M. HALLWAY/COMMON AREA LIGHTING
Energy-efficient LED light bulbs are selected appropriate for hotels.
For lights that need to stay on all day every day, switching to more
energy-efficient lighting options can result in significant savings.
Outdated high bay metal halide, in the pool room and outdoor areas
can be replaced with smaller, more energy-efficient LED fixtures.
Occupancy sensors are also incorporated to save even more energy.
OCCUPANCY SENSORS
Stairwells and corridors, toilet areas which are not occupied
continuously, yet they require continuous illumination. This provides
an energy saving opportunity that can be implemented by leaving some
lamps on continuously, while controlling others with occupancy
sensors. Occupancy sensors are mounted on walls or ceilings and wired
to control one or more fixtures.
Technology
Occupancy sensors rely on different technologies to detect the
presence of occupants.
Passive Infrared Sensors
Passive infrared sensors respond to sudden changes in background heat
energy, particularly at wavelengths emitted by humans. A PIR occupancy
sensor requires direct line of sight to detect the presence of an
occupant, around corners. With increasing distance, larger movements
are required to trigger the sensor.
PIR sensors are less expensive than ultrasonic occupancy sensors. They
are well suited for use in corridors that are simple rectangles in
plain view; in such corridors, a single PIR sensor can be used to
control several fixtures. Multiple PIR sensors may be needed in long
corridors or corridors that have complex shapes.
To avoid false triggers, PIR sensors should not be mounted within 8
feet of supply diffusers or on sources of vibration.
Ultrasonic Occupancy Sensors
Ultrasonic occupancy sensors radiate high frequency sound waves that
are undetectable to the human ear. The sound waves bounce off
surfaces, including people. Motion is detected via shifts in
frequency. In rooms with hard surfaces, ultrasonic occupancy sensors
can detect occupants around corners, out of the line of sight. They
are more sensitive than PIR sensors in locations where people are
moving toward or away from the sensor.
In general, ultrasonic occupancy sensors can cover a larger area than
PIR sensors. They are well suited for use in stairwells, where sound
waves can bounce off the hard surfaces & corners. Like PIR sensors,
high levels of vibration or airflow can trigger ultrasonic occupancy
sensors. In corridors, occupant activity can trigger lights on
unnecessarily (this is known as "nuisance triggering").

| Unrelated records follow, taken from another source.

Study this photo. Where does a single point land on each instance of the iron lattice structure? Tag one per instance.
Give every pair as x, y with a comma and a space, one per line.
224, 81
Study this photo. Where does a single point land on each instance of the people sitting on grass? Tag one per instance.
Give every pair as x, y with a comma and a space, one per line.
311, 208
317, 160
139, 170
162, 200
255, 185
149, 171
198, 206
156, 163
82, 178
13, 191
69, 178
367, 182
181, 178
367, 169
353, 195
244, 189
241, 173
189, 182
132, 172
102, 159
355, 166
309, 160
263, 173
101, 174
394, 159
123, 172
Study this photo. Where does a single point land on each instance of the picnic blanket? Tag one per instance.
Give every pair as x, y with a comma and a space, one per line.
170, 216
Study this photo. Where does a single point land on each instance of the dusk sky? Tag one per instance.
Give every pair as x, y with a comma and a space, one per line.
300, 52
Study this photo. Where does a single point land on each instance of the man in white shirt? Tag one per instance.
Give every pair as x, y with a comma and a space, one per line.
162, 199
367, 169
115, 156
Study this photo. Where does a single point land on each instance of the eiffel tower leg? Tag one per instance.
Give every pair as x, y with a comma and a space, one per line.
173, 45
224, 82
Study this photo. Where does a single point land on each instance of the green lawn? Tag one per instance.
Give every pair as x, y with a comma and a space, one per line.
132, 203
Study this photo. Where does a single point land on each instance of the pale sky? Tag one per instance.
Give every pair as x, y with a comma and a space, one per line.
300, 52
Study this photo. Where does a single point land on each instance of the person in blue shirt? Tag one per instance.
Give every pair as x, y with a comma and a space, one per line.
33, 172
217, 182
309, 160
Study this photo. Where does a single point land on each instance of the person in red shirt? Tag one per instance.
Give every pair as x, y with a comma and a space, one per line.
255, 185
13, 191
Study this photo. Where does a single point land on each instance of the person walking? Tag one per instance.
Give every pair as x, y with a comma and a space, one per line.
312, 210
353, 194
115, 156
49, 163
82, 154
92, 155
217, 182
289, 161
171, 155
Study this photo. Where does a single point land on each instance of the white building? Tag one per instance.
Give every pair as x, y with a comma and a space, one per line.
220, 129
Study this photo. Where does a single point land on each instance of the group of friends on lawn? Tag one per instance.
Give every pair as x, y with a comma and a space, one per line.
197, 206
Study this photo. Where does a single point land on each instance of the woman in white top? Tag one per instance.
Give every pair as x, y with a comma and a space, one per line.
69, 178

Therefore, Ultrasonic occupancy sensors are highly recommended for
this project especially in corridor areas.
Conclusion : -
With the above, following are proposed for the project –
Transformer – 2 Nos. 1000 kVA
Diesel Generators – 1 No. 625 kVA, 1 No. 400 kVA and 1 No. 250 kVA
UPS – Parallel Redundant System
APFC Panels – 2 x 300 kVAr
Power Distribution – Using Bus Risers from Second to Seventh Floor.